The transportation of data is a complicated task in the digital era. Business professionals will look to move data regularly as they work. However, information resides in a multitude of data centers, cloud services and edge locations – and moving data can be a complicated and expensive task.

Digital leaders must lay the groundwork to ensure data is accessible in the future. They should think carefully about how to store data. They should focus on tagging data and should concentrate on storage management and protection. That way, digital leaders can be sure data is collected, backed up and accessed by the right people.

  1. Put data to work

With the right foundation in place, business leaders can focus on use cases. One example is digitizing workflows, which allows people to have access to the right data at the right time and puts it in context of their job. Think of a doctor making a diagnosis. The doctor needs easy access to various data sets related to a patient’s case, such as X-rays and blood tests. Before digital medical records and connected hospitals it could take hours to assemble all the data to make a diagnosis, now that can all be accelerated by having better access to the data.

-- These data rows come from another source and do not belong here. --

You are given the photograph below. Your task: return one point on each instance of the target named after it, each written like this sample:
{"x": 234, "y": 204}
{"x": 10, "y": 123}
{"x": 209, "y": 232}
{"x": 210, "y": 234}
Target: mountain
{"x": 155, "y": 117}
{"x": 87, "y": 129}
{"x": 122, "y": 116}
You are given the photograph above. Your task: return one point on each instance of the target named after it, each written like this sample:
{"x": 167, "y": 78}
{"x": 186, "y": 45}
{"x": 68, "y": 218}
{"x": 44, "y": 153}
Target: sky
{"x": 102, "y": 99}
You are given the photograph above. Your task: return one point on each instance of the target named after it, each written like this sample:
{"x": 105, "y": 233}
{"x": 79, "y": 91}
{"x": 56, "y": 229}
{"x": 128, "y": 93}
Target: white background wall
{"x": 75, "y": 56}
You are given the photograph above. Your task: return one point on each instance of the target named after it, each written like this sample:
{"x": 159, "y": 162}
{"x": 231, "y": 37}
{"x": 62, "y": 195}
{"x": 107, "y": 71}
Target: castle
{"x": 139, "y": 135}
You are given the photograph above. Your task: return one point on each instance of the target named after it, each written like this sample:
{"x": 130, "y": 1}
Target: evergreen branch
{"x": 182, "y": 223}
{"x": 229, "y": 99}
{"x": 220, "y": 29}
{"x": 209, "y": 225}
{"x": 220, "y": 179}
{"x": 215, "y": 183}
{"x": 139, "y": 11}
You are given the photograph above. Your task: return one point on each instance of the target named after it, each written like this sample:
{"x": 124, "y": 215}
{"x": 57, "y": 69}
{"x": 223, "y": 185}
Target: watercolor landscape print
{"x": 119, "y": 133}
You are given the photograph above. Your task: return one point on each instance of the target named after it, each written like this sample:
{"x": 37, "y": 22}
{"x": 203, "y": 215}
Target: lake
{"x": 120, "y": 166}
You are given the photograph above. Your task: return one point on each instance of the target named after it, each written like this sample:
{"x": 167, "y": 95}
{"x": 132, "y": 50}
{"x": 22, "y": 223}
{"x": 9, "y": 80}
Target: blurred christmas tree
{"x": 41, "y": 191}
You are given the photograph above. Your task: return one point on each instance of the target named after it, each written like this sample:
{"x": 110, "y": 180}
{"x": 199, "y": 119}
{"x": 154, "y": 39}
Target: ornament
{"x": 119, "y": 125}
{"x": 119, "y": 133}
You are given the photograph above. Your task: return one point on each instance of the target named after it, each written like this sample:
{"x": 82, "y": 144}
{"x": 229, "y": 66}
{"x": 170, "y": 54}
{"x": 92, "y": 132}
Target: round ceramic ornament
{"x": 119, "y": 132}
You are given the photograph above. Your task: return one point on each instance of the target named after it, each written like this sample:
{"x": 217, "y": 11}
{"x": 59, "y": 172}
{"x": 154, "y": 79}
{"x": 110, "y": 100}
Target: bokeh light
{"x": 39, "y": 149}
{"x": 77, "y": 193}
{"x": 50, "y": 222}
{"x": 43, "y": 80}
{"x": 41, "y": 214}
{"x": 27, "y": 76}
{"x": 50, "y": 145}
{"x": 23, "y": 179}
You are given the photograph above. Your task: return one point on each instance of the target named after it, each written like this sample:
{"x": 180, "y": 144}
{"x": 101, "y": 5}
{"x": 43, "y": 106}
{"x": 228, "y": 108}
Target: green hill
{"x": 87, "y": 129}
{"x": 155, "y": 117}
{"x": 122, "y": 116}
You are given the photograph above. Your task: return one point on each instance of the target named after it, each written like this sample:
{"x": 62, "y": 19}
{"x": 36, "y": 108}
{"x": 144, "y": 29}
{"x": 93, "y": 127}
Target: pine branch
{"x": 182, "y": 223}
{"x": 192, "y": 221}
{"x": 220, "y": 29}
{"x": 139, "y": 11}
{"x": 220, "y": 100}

Another use case is collaboration, which means giving multiple people the opportunity to access and work on a file at the same time. Then there’s applications and business analytics, where organizations can use data to create insight that power smarter decision-making processes.

A final high-profile use case is machine learning and AI, where these technologies can deliver new insights and automate activities. Across all these use cases, businesses should draw on the same data sets in multiple ways, enriching this information as new value is created.

  1. Make it effortless

Companies should introduce automation to make it easy for staff to use data held in distinct locations. Organizations that reduce the need for manual intervention create a refined end-user experience that deals with key concerns, such as data policies, security, and accessibility.

Automation can enforce policies that ensure data is automatically stored in the right place, whether that’s the public cloud, on-premises data centers, or a hybrid location. Automation can also support tiering, so data that hasn’t been used for a certain period is automatically pushed to an archive.

  1. Stay open to get ahead

Open and API-driven organizations allow their users to hook into data across all environments. The enterprise data strategy should make it easy to call on local resources and share data widely. For this openness to become manifest, businesses should provide a user interface that simplifies data management across multiple storage environments.

Achieving effective orchestration, however, isn’t straightforward. Businesses should take a software-defined approach to ensure the solutions they use work effectively across all the locations where data resides. Organizations should also select a secure, reliable, and high-performing architecture that allows people to use whatever platforms they choose across all use cases and workloads.

Towards a new data strategy

Technology requirements can change quickly. Executives dealing with data must be pragmatic. Organizations and their employees will continue to use a range of platforms. Rather than assuming data is consolidated and constrained, businesses need to create an open data strategy that supports a broad range of environments. Only then will data be fully utilized as the valuable resource it can and should be.